La flexión-extensión: el motor silencioso de cada giro

27 May 2026 · Por el equipo ESOES
La flexión-extensión: el motor silencioso de cada giro

Puedes aprender a hacer paralelo sin entender la flexión-extensión. Lo que no puedes hacer es encadenar giros con ritmo, soltura y control sin ella. Es el motor invisible que conecta una curva con la siguiente.

En qué consiste

Al final de cada giro, el esquiador está en flexión: rodillas y caderas dobladas, cuerpo bajo. Para iniciar el siguiente giro, se extiende hacia arriba y hacia la línea de máxima pendiente. Esa extensión descarga momentáneamente los esquís —aligera la presión sobre la nieve— y es ese instante de alivio el que permite cambiar de dirección con facilidad. Luego vuelve la flexión durante la conducción de la curva, que es cuando los esquís trabajan de verdad.

Por qué importa tanto

Sin extensión, intentar cambiar de dirección es como intentar girar un coche con las ruedas clavadas en el barro. Con extensión, los esquís flotan un instante y el cambio de lado es natural y fluido.

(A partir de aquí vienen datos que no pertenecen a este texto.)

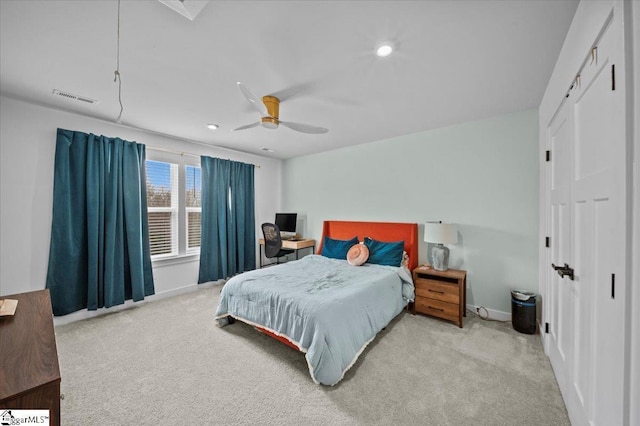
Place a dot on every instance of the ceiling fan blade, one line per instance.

En el viraje corto, esto se vuelve crítico: la cadencia de flexión-extensión es la que da el ritmo al descenso. Los esquiadores avanzados que bajan con un ritmo casi musical lo que están haciendo es encadenar esos impulsos verticales de forma constante.

Cómo entrenarlo

El ejercicio más útil es bajar por una pendiente suave haciendo movimientos exagerados de arriba abajo sin preocuparte de la dirección. Siente cómo al subir los esquís se alivian y al bajar vuelven a cargar. Una vez que esa sensación está clara, empieza a añadir el giro en el momento de la extensión.

Si tus giros suenan a «plof, plof» en vez de fluir, casi siempre el problema está aquí.